5. Today's meeting is in the Pacific Ocean.  Once Dropbox zeroed in on former Motorola Mobility CEO Dennis Woodside as its top choice to be COO, Sequoia partner Bryan Schreier, a Dropbox director, helped woo the candidate by emphasizing that joining Dropbox was a once-in-a-lifetime opportunity. Their decisive conversation occurred when  Woodside invited Schreier to go surfing together one weekend, off the coast of Santa Cruz, Calif.

"We sat out there in the waves and talked about the opportunity," Schreier recalls. "It was a wonderful day. It was the biggest swell Santa Cruz had seen in a year. My wife said: 'Don't try to convince me that this is part of your job.' But it really was, for once."

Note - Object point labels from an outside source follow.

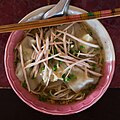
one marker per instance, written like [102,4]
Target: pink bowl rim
[71,110]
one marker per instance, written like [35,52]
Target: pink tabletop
[13,10]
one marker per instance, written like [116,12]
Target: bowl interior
[31,100]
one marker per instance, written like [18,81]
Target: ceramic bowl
[75,107]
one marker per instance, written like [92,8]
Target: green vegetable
[24,84]
[70,77]
[82,47]
[60,62]
[54,67]
[94,66]
[63,76]
[41,69]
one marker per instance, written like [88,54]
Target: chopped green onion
[94,66]
[55,51]
[63,76]
[60,62]
[24,84]
[70,77]
[41,69]
[54,67]
[82,47]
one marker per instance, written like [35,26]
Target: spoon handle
[58,10]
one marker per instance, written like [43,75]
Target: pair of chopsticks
[60,20]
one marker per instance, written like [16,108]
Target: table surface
[13,10]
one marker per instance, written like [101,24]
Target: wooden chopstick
[60,20]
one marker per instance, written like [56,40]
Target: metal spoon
[59,9]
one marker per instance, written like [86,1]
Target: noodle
[60,64]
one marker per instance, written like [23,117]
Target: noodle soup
[60,64]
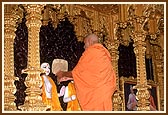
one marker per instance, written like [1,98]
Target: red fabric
[95,79]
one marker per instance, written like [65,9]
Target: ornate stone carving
[33,100]
[11,18]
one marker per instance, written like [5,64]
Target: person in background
[49,90]
[132,102]
[94,77]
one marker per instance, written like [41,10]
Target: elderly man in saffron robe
[94,77]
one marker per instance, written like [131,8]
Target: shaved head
[90,40]
[92,37]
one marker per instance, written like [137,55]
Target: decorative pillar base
[142,96]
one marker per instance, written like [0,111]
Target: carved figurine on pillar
[49,90]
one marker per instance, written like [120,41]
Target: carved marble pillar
[10,19]
[33,100]
[142,87]
[45,15]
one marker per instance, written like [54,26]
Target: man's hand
[59,74]
[65,79]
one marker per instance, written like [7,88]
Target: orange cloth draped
[54,102]
[72,105]
[94,79]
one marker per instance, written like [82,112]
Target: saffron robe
[95,79]
[52,102]
[74,104]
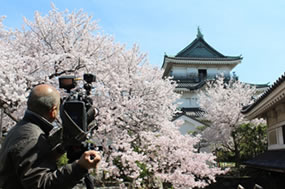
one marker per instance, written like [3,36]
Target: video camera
[76,112]
[78,118]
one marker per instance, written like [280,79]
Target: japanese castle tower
[191,68]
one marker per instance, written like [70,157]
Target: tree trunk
[236,151]
[1,122]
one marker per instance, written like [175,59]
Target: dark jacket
[27,160]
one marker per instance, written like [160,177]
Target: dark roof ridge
[265,94]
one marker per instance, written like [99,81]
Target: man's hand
[89,159]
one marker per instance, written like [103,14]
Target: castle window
[202,73]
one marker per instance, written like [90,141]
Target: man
[26,157]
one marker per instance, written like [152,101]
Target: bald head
[42,99]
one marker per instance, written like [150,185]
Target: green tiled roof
[199,48]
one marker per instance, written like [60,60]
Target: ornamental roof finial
[199,34]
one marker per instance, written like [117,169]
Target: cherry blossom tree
[222,102]
[140,143]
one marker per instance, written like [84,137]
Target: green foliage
[251,141]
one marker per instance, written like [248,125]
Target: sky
[254,29]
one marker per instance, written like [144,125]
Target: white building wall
[192,70]
[189,100]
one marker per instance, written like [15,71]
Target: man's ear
[53,112]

6. Sequoia abhors "cheap" exits. Fast-growing companies regularly attract takeover interest -- and Sequoia swats away bids that it thinks don't reflect the full potential of an enterprise. The standard message to founders: “Don’t cash out yet. You’re worth much more.” That’s a risky strategy, but most of the time it works. Steve Streit, the CEO and founder of Green Dot Corp., remembers what happened in 2003 when a big competitor offered him $80 million for his prepaid Visa and MasterCard company, along with a warning that if he didn’t sell, the big guys would crush him.

Stay focused and ignore the bully, Sequoia partner Michael Moritz told him. Good advice. Today, Green Dot is publicly traded, with a market value roughly 10 times what that long-ago suitor offered. What’s more, Green Dot’s prepaid program now is 40 times larger than the tough guy’s own efforts.

7. Do what's right for the company; don't genuflect to Sequoia. In January 2013, MongoDB's founder, Dwight Merriman, became chairman and  handed over day-to-day control to a new CEO, Max Schireson, who had joined the database company two years earlier. Knowing how important it was for everyone to work together well, Sequoia suggested that Schireson chat with Eric Schmidt, who in 2001 was recruited to be Google's first outside CEO, in similar circumstances.

So what did Google's leader say? "Always remember the founders' inspiration," Schireson recalls. "Help them realize it. And pay more attention to the founders than to the investors."